Czy nosisz to, co kupujesz?
Zacznijmy od tego, że w kupowaniu dużej ilości torebek czy sukienek nie ma nic złego, jeśli potem rzeczywiście je nosisz. Niektóre kobiety lubią mieć po prostu wybór i testować różne modowe trendy. Stylizacja swojej osoby też może być pasją, zwłaszcza gdy szukasz konkretnych dodatków czy krojów. Gorzej, gdy masz szafę pełną ciuchów, a chodzisz w dwóch parach jeansów i trzech bluzkach. Zakupione sukienki i spódnice leżą na dnie szafy wraz z metkami.
Czy zakupami zawsze poprawiasz sobie nastrój?
Poza tym kluczowe jest podejście do zakupów. Czy idziesz na nie na poprawę humoru, od czasu do czasu to nic złego, ale gdy za każdym razem, gdy ktoś cię wkurzy, pokłócisz się z chłopakiem, kupujesz nowy fatałaszek czy kosmetyk, to znak, że jesteś uzależniona od zakupów. One mają pomóc ci w jednorazowym wyrzuceniu sporej porcji serotoniny poprawiającej nastrój.
Czy jesteś to w stanie zużyć w przewidzianym terminie?
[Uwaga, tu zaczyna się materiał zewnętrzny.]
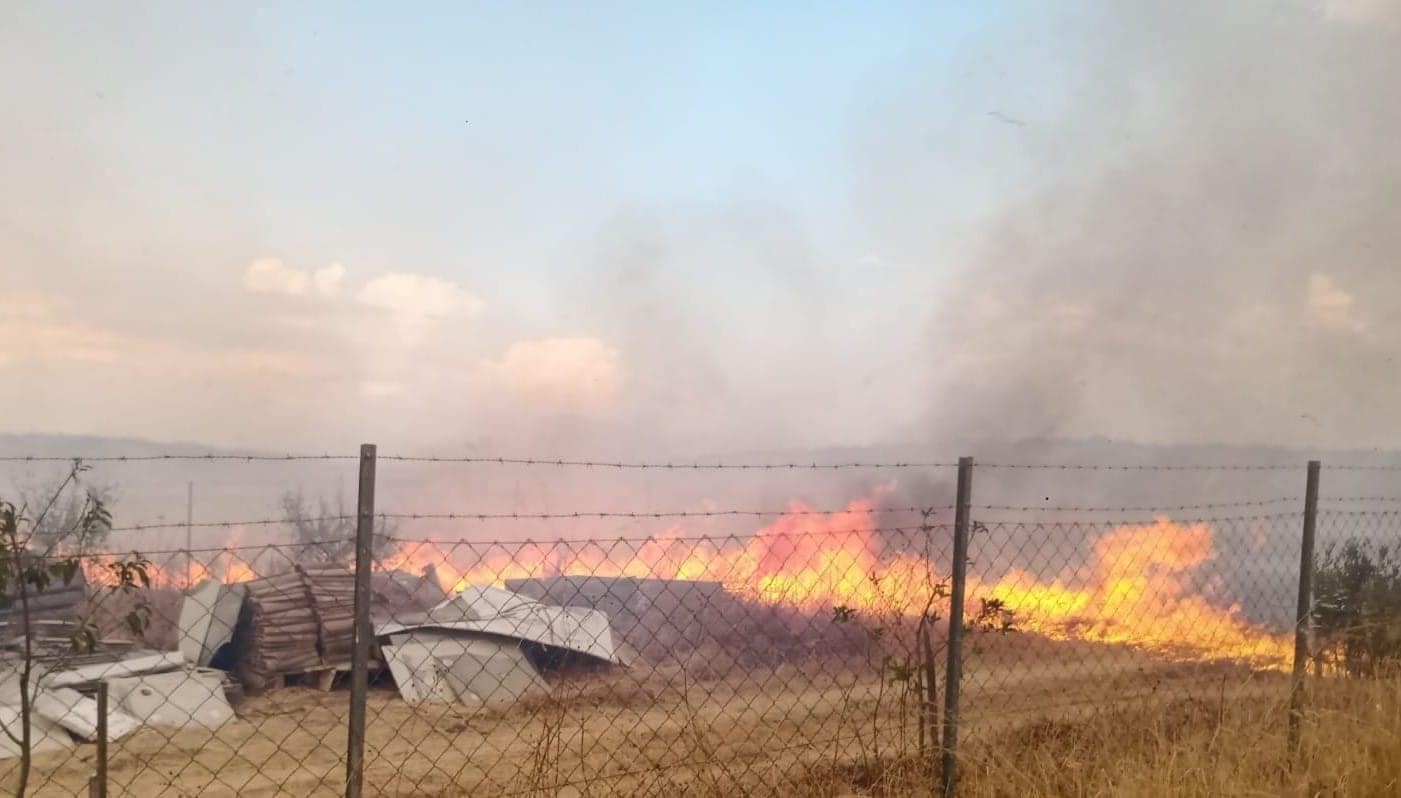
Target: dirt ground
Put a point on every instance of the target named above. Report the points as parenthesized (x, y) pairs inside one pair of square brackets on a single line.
[(660, 732)]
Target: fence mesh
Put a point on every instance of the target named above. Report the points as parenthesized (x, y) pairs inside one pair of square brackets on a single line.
[(797, 651)]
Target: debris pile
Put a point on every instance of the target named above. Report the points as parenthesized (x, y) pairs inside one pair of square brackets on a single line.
[(294, 622), (488, 646)]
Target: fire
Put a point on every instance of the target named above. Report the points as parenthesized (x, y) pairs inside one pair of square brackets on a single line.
[(1136, 588), (1138, 591)]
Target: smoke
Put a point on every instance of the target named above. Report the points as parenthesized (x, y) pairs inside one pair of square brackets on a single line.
[(1197, 238)]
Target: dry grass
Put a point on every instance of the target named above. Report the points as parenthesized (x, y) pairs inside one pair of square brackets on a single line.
[(1036, 724)]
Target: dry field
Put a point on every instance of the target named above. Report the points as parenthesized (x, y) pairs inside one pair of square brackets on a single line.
[(1041, 718)]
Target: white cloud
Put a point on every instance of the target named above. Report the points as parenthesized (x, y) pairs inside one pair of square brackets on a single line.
[(1330, 307), (273, 276), (1361, 11), (565, 375), (418, 297)]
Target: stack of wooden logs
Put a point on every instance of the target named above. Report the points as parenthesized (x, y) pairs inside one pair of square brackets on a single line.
[(332, 594), (296, 622)]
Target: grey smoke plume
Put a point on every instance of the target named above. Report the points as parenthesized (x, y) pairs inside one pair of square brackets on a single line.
[(1202, 242)]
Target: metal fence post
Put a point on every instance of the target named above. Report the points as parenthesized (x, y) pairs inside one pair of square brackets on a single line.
[(949, 772), (97, 788), (1303, 618), (360, 654)]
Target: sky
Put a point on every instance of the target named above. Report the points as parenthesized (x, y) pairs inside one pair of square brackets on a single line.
[(535, 227)]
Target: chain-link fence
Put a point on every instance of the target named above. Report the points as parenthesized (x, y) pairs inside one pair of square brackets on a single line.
[(790, 650)]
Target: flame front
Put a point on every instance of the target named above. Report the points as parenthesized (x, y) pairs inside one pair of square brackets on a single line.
[(1136, 588), (1138, 592)]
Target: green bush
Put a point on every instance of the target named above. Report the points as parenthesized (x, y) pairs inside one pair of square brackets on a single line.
[(1356, 611)]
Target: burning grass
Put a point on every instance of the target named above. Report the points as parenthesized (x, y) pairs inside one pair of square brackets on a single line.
[(1036, 724)]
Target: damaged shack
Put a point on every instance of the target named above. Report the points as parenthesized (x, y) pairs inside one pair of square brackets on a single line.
[(489, 646)]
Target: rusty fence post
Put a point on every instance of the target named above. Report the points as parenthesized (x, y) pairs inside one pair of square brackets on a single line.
[(97, 788), (1303, 616), (363, 633), (949, 772)]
Czy kupujesz więcej, niż jesteś w stanie zużyć? O ile ubrania codziennie można nosić inne, to 50 kremów pod oczy nie zużyjesz w terminie przewidzianym przez ich producentów. Jeśli kosmetyki rzadko dobijają u ciebie dna, a częściej lądują w koszu, to znak, że kupujesz ich za dużo. Pytanie, czy to z nudów, bo nie masz co robić i ciągle oglądasz filmiki na YouTube, czy na poprawę nastroju, a może głęboko wierzysz, że kosmetyki pomogą ci pozbyć się trądziku?
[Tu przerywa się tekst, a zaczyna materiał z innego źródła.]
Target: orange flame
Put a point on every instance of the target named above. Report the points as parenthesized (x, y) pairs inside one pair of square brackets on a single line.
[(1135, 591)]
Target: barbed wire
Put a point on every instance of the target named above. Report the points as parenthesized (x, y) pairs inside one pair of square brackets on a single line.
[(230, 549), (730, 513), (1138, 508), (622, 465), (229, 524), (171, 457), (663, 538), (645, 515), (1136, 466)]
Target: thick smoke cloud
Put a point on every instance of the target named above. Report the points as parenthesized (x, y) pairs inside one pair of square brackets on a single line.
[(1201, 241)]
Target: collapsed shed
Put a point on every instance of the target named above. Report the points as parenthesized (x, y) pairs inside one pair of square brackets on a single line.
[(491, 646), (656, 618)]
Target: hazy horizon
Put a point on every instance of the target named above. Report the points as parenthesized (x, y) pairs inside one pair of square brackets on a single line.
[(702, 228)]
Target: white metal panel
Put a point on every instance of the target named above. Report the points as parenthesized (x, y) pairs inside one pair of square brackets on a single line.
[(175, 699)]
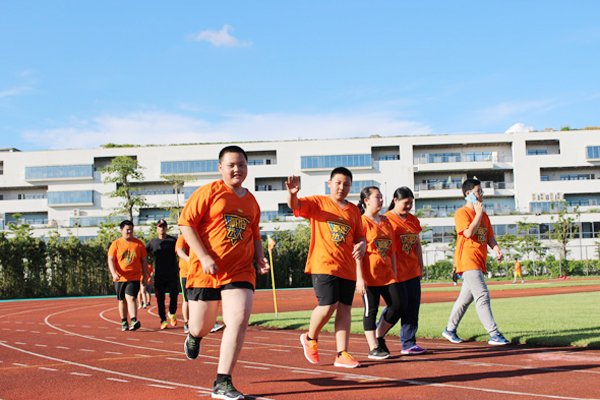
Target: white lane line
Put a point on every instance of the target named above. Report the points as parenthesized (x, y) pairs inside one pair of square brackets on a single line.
[(80, 374), (161, 386), (117, 380)]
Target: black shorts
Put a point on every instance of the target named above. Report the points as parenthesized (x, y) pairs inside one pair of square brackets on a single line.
[(183, 281), (332, 289), (131, 288), (214, 294)]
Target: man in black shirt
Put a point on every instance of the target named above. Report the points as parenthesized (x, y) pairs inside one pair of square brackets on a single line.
[(166, 272)]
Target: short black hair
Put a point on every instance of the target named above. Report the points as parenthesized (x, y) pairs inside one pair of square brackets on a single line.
[(232, 149), (469, 184), (125, 223), (342, 171)]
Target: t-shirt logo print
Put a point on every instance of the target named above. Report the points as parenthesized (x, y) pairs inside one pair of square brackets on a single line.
[(481, 234), (408, 242), (338, 232), (128, 256), (236, 226), (383, 245)]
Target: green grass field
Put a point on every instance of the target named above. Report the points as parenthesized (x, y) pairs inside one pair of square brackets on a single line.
[(557, 320)]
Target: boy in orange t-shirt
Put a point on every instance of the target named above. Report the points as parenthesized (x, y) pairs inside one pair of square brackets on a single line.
[(337, 247), (474, 233), (128, 266), (220, 225)]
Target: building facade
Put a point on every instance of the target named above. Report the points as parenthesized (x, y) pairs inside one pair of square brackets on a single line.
[(522, 174)]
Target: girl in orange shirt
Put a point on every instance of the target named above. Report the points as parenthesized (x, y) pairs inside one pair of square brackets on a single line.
[(409, 258), (379, 273)]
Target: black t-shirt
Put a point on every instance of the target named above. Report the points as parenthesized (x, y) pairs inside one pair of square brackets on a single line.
[(165, 258)]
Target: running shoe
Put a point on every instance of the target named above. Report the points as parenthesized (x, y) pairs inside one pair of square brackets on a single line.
[(381, 345), (310, 349), (451, 336), (378, 354), (345, 360), (498, 340), (413, 351), (226, 390), (192, 347), (172, 319)]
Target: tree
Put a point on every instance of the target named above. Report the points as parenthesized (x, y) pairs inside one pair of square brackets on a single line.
[(177, 181), (563, 229), (122, 171)]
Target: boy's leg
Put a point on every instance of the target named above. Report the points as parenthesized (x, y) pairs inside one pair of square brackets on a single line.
[(237, 305), (461, 304), (481, 295), (410, 318)]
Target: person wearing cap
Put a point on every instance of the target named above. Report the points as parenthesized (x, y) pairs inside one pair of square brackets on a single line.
[(166, 272)]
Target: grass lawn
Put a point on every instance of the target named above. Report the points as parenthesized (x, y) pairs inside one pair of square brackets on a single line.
[(556, 320)]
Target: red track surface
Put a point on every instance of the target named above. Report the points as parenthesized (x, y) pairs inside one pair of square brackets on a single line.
[(74, 349)]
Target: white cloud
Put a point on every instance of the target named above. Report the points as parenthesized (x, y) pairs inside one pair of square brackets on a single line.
[(162, 128), (220, 38), (519, 127)]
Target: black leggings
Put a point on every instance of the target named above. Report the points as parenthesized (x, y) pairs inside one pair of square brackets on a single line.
[(393, 298)]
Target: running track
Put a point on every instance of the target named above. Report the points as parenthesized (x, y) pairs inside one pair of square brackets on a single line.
[(74, 349)]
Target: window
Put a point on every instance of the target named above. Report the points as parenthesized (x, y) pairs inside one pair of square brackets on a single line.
[(59, 172), (537, 152), (593, 152), (349, 161), (189, 167), (75, 197)]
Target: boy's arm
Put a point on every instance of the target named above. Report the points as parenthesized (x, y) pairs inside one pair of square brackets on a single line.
[(259, 256), (494, 245), (470, 231), (191, 236), (361, 288), (112, 269), (293, 187)]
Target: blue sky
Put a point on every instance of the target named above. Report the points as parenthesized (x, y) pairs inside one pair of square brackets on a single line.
[(79, 74)]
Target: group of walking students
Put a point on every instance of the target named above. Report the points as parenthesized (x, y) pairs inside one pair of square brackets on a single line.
[(352, 249)]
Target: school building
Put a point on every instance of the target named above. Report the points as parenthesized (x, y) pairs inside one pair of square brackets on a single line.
[(522, 175)]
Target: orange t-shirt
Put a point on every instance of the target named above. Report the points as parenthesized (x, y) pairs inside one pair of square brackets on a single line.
[(129, 258), (334, 231), (228, 226), (377, 263), (471, 253), (182, 244), (407, 236)]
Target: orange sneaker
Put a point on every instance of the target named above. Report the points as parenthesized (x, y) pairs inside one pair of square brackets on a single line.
[(310, 349), (345, 360)]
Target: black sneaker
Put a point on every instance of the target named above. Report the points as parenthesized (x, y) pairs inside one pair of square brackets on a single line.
[(192, 347), (135, 325), (225, 390), (381, 345), (378, 354)]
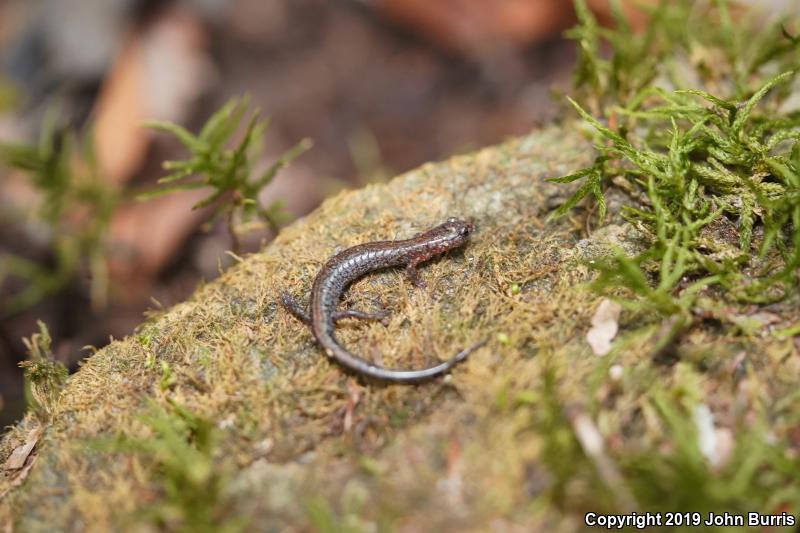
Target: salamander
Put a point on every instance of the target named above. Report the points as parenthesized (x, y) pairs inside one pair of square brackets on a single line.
[(346, 266)]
Czy masz jakieś oszczędności?
Czy ciągle brakuje ci pieniędzy? Zwróć uwagę, czy rozsądnie planujesz swoje wydatki. Jeśli zawsze wystarcza ci na jedzenie, opłaty, drobne przyjemności i jeszcze coś zaoszczędzisz, spoko. Gorzej, gdy pieniądze rozpływają się w ciągu tygodnia od wypłaty. Wtedy wydajesz za dużo na głupoty.
Czy myślisz racjonalnie?
Czy potrafisz sobie odmówić bluzki, bo np. stwierdzasz, że brakuje ci pieniędzy albo mogą się przydać na coś innego? Dopóki myślisz racjonalnie, ta bluzka jest z poliestru, będę się w niej pocić, to jest dobrze. Gorzej, gdy kupujesz wszystko, co leci, bo jest tanie.
Zakupoholizm to takie samo uzależnienie jak alkoholizm czy bycie nałogowym hazardzistą. Należy z tym walczyć. W przeciwnym wypadku nałóg zacznie dominować w twoim życiu i przysłoni ci jego inne aspekty.